Colui che pretende di vietare ad altri tutto ciò che è in
contrasto con la Tradizione lo fa, o almeno crede di farlo, per
tutelare la pretesa "identità" del suo popolo e vive come un
affronto qualsiasi cosa non faccia parte delle abitudini che lui
immagina siano comuni a tutti. Ha, della cultura di un popolo, una
visione errata, perché la considera unicamente sulla base
delle credenze più diffuse, o di quelle che lui reputa
tali, considerandole al tempo stesso gravemente minacciate mentre, in
realtà, è proprio lui – nella sua singola
identità, nel suo vissuto quotidiano - che avverte la
presunta minaccia.
Di conseguenza, tende a considerare tutto ciò che a questa
presunta cultura non si adegua come un pericolo, da isolare
immediatamente prima che dilaghi ed insozzi o disgreghi la Tradizione,
un "bene" che i tradizionalisti vivono invece con una perenne sindrome
da assedio, come se ogni possibile fenditura rappresenti il sicuro
presagio di un crollo sistemico e definitivo della propria personale
miseria.
Il vero tradizionalista non capirà MAI che l'identità di
un popolo o di una comunità è storicamente stata oggetto
di mutamenti dovuti ai contatti con altre culture, alle migrazioni
interne ed esterne, e persino alla contaminazione della tradizione
culinaria!

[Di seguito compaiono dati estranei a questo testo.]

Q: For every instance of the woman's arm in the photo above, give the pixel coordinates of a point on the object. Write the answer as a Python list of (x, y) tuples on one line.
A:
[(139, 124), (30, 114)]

Non riesce a capire che la cultura non è un qualcosa
di immobile e definitivo, ma una sintesi di culture diverse, formatasi
nel corso della storia umana e che quindi ha bisogno, pena la decadenza
e l'insterilimento, di continuare a formasi, evolvendosi anche mediante
il contatto e la contaminazione con culture diverse provenienti da
altri paesi.
A riprova della destabilizzazione e della miseria culturale Italica,
resta solo da dire che il divieto Lucchese sta purtroppo facendo scuola
altrove; dove direte voi? Ovviamente nel profondo Nord Leghista con la
benedizione del Ministro Zaia!
Arriveremo a dover cucinare piatti tipici pugliesi, la pizza margherita o il Cous Cous nelle catacombe?